Uitspraak 201606106/1/A2


Volledige tekst

201606106/1/A2.
Datum uitspraak: 26 juli 2017

AFDELING
BESTUURSRECHTSPRAAK

Uitspraak op het hoger beroep van:

[appellant A], wonend te [woonplaats], en [appellant B], wonend te Weesp, appellanten,

tegen de uitspraak van de rechtbank Midden-Nederland van 23 juni 2016 in zaak nr. 16/261 in het geding tussen:

[appellant A] en [appellant B]

en

het college van burgemeester en wethouders van Weesp.

Procesverloop

Bij besluit van 18 mei 2015 heeft het college het verzoek van [appellant A] en [appellant B] om een tegemoetkoming in planschade afgewezen.

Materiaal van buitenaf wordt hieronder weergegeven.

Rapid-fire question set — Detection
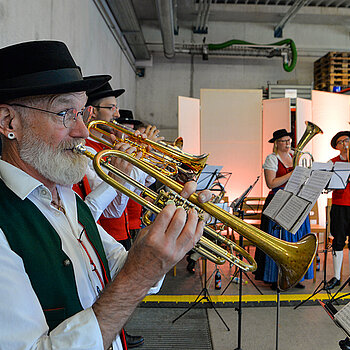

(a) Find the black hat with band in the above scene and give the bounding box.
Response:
[116,109,142,126]
[86,83,125,106]
[269,129,292,143]
[0,41,111,102]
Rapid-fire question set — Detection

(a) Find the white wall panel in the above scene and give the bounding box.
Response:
[200,89,262,201]
[178,96,200,155]
[295,98,313,162]
[261,98,290,197]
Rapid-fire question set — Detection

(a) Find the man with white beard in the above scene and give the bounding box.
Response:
[0,41,211,350]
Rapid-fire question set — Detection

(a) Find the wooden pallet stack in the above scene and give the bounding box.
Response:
[314,52,350,92]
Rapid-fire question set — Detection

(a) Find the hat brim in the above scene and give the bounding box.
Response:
[331,131,350,149]
[269,132,293,143]
[117,119,142,126]
[88,89,125,103]
[0,75,111,102]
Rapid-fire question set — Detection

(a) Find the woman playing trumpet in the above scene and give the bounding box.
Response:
[255,129,313,290]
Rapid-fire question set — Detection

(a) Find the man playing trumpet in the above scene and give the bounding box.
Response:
[326,131,350,290]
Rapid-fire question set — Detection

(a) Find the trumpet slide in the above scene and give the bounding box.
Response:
[87,120,208,179]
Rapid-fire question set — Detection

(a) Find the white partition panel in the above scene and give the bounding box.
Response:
[312,90,350,162]
[261,98,291,197]
[200,89,262,201]
[178,96,200,155]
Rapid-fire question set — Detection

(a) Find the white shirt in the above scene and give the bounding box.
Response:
[263,153,292,172]
[0,160,162,350]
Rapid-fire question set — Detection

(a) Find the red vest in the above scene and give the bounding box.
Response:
[126,199,142,230]
[331,155,350,206]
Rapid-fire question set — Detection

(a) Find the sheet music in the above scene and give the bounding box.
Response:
[263,190,292,220]
[328,162,350,190]
[311,161,333,171]
[334,303,350,335]
[284,166,311,195]
[276,196,310,233]
[298,170,332,202]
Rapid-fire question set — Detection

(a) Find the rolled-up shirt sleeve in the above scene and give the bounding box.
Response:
[262,153,278,172]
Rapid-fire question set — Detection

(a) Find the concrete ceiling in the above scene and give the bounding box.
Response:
[98,0,350,61]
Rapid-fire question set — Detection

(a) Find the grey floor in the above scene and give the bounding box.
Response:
[127,247,350,350]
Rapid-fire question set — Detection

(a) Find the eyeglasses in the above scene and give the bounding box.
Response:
[337,138,350,145]
[277,139,292,143]
[92,105,118,113]
[9,103,92,128]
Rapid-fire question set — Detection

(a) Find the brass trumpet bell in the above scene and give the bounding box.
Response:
[293,121,323,168]
[87,120,209,179]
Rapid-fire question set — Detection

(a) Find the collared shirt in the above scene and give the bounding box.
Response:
[262,153,292,172]
[0,160,144,350]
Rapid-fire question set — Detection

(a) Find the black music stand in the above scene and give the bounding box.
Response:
[294,237,332,310]
[197,164,223,191]
[221,176,263,350]
[317,277,350,350]
[172,165,230,331]
[172,258,230,331]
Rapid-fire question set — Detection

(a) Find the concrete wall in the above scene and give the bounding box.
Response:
[0,0,136,109]
[136,22,350,140]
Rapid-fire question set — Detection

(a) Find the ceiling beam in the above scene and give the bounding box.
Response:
[274,0,310,38]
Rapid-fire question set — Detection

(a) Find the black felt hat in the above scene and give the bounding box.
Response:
[0,41,111,102]
[86,83,125,106]
[331,131,350,149]
[117,109,142,126]
[269,129,292,143]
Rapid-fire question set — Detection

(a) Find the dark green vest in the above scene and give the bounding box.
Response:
[0,180,110,330]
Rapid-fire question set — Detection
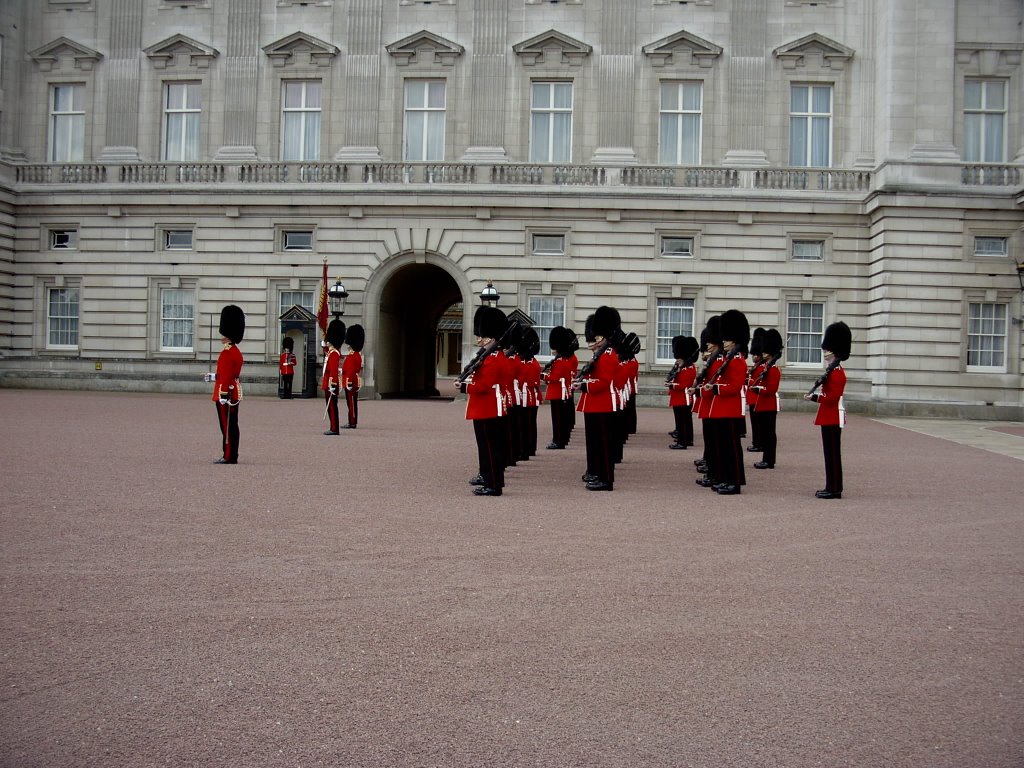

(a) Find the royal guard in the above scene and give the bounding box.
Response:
[455,306,508,496]
[748,328,782,469]
[341,325,367,429]
[544,326,580,451]
[572,306,622,490]
[321,317,345,434]
[746,328,765,454]
[666,336,700,451]
[804,322,853,499]
[213,304,246,464]
[701,309,751,496]
[278,336,298,400]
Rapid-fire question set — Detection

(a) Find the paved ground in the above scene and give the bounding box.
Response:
[0,390,1024,768]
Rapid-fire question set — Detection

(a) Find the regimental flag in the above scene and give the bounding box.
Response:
[316,258,328,338]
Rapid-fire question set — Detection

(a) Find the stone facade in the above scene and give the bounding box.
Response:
[0,0,1024,419]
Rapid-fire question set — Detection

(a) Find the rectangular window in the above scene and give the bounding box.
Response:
[49,229,78,251]
[793,240,825,261]
[658,83,703,165]
[662,236,693,259]
[530,234,565,256]
[46,288,78,348]
[974,238,1009,256]
[164,83,202,163]
[164,229,193,251]
[528,296,565,355]
[785,301,825,365]
[529,83,572,163]
[281,80,321,161]
[964,80,1007,163]
[160,288,196,352]
[49,85,85,163]
[281,229,313,251]
[967,302,1007,373]
[406,80,445,162]
[278,291,316,317]
[654,299,693,362]
[790,85,833,168]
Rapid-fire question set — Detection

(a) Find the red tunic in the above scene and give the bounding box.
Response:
[210,344,245,402]
[814,366,846,427]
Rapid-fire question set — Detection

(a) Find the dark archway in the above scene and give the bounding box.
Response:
[377,263,462,397]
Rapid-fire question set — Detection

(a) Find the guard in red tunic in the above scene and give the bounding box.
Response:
[572,306,622,490]
[321,317,345,434]
[748,328,782,469]
[212,304,246,464]
[278,336,298,400]
[701,309,751,496]
[804,322,853,499]
[544,326,580,451]
[666,336,700,451]
[341,326,367,429]
[456,306,508,496]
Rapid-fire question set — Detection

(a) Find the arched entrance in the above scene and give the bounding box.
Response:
[375,256,464,397]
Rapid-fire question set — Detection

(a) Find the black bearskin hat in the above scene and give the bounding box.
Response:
[761,328,782,357]
[751,328,765,355]
[700,314,722,350]
[548,326,579,355]
[217,304,246,344]
[588,306,623,339]
[327,317,345,349]
[821,321,853,360]
[345,326,367,352]
[721,309,751,349]
[473,305,508,339]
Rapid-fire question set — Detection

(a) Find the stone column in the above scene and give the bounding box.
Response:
[722,0,769,166]
[214,0,258,161]
[335,0,383,163]
[461,0,508,163]
[591,0,638,165]
[98,0,143,162]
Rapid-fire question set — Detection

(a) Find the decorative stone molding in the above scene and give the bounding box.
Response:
[263,32,340,68]
[772,32,854,70]
[142,34,220,70]
[642,30,722,69]
[29,37,103,72]
[512,30,594,67]
[384,30,466,67]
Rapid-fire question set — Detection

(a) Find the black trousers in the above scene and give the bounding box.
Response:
[672,406,693,445]
[473,418,508,490]
[213,402,239,464]
[821,424,843,494]
[583,413,615,485]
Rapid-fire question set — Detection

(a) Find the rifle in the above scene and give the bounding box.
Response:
[455,321,519,387]
[807,357,843,395]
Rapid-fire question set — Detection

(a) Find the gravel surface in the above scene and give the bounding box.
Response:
[0,390,1024,768]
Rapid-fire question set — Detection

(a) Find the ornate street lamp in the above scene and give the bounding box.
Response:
[480,280,502,306]
[327,278,348,319]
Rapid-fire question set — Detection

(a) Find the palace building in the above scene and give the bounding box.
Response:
[0,0,1024,419]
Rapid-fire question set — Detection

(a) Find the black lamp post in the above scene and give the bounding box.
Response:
[480,280,502,306]
[327,278,348,319]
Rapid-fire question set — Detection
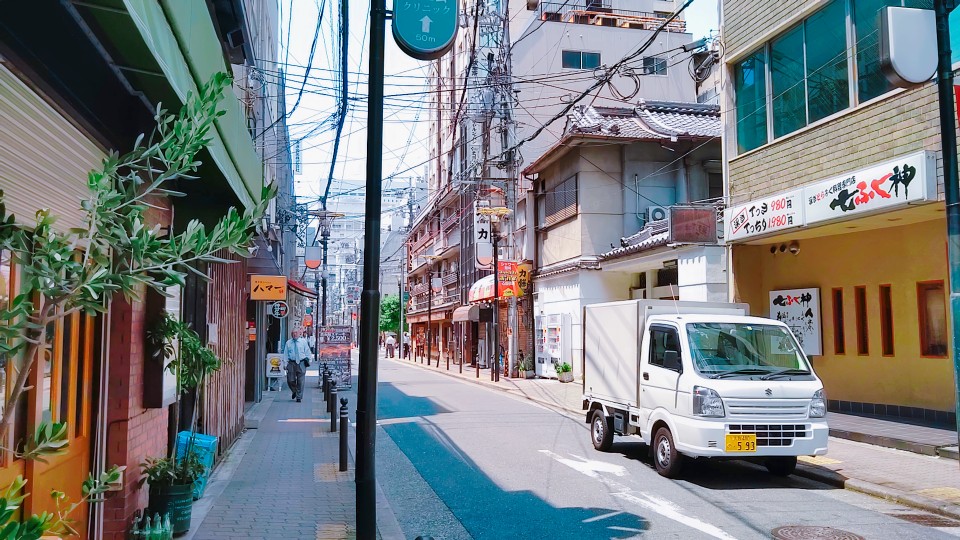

Bij besluit van 2 december 2015 heeft het college het door [appellant A] en [appellant B] daartegen gemaakte bezwaar ongegrond verklaard.

Bij uitspraak van 23 juni 2016 heeft de rechtbank het door [appellant A] en [appellant B] daartegen ingestelde beroep ongegrond verklaard. Deze uitspraak is aangehecht.

Tegen deze uitspraak hebben [appellant A] en [appellant B] hoger beroep ingesteld.

Het college heeft een schriftelijke uiteenzetting gegeven.

De Afdeling heeft de zaak ter zitting behandeld op 18 april 2017, waar het college, vertegenwoordigd door mr. A.C. Kaandorp, vergezeld van mr. D.S. Krijgsman, werkzaam bij de Stichting Adviesbureau Onroerende Zaken (hierna: de SAOZ), is verschenen.

Overwegingen

Inleiding

1. [appellant A] en [appellant B] zijn op 7 juli 1997 eigenaar geworden van het perceel met woning aan [locatie] te Weesp. Bij brief van 5 maart 2014 hebben zij het college verzocht om een tegemoetkoming in planschade die zij stellen te hebben geleden als gevolg van het besluit van het college van 8 april 2008. Bij dit besluit heeft het college met toepassing van het destijds geldende artikel 19 van de Wet op de Ruimtelijke Ordening aan Blomstraat Ontwikkeling B.V. vrijstelling verleend (hierna: het vrijstellingsbesluit) van het bestemmingsplan "Herensingelkwartier" (hierna: het bestemmingsplan) uit 1994. Het vrijstellingsbesluit heeft de bouw van 42 woningen en een parkeergarage op het perceel Blomstraat 14 te Weesp mogelijk gemaakt. Dit perceel, waarop voorheen een houtwerf was gevestigd, grenst aan het perceel [locatie]. Dit besluit is op 26 mei 2010 onherroepelijk geworden (uitspraak van de Afdeling van 26 mei 2010, ECLI:NL:RVS:2010:BM5628). Volgens [appellant A] en [appellant B] is hun woning ten gevolge van het vrijstellingsbesluit in waarde verminderd.

2. Niet in geschil is dat het vrijstellingsbesluit tot een planologische verslechtering voor [appellant A] en [appellant B] heeft geleid.

Volgens het college was de woningbouw aan de Blomstraat voor [appellant A] en [appellant B] ten tijde van de koop van het perceel voorzienbaar. Daarom heeft het college hun verzoek om een tegemoetkoming in planschade afgewezen.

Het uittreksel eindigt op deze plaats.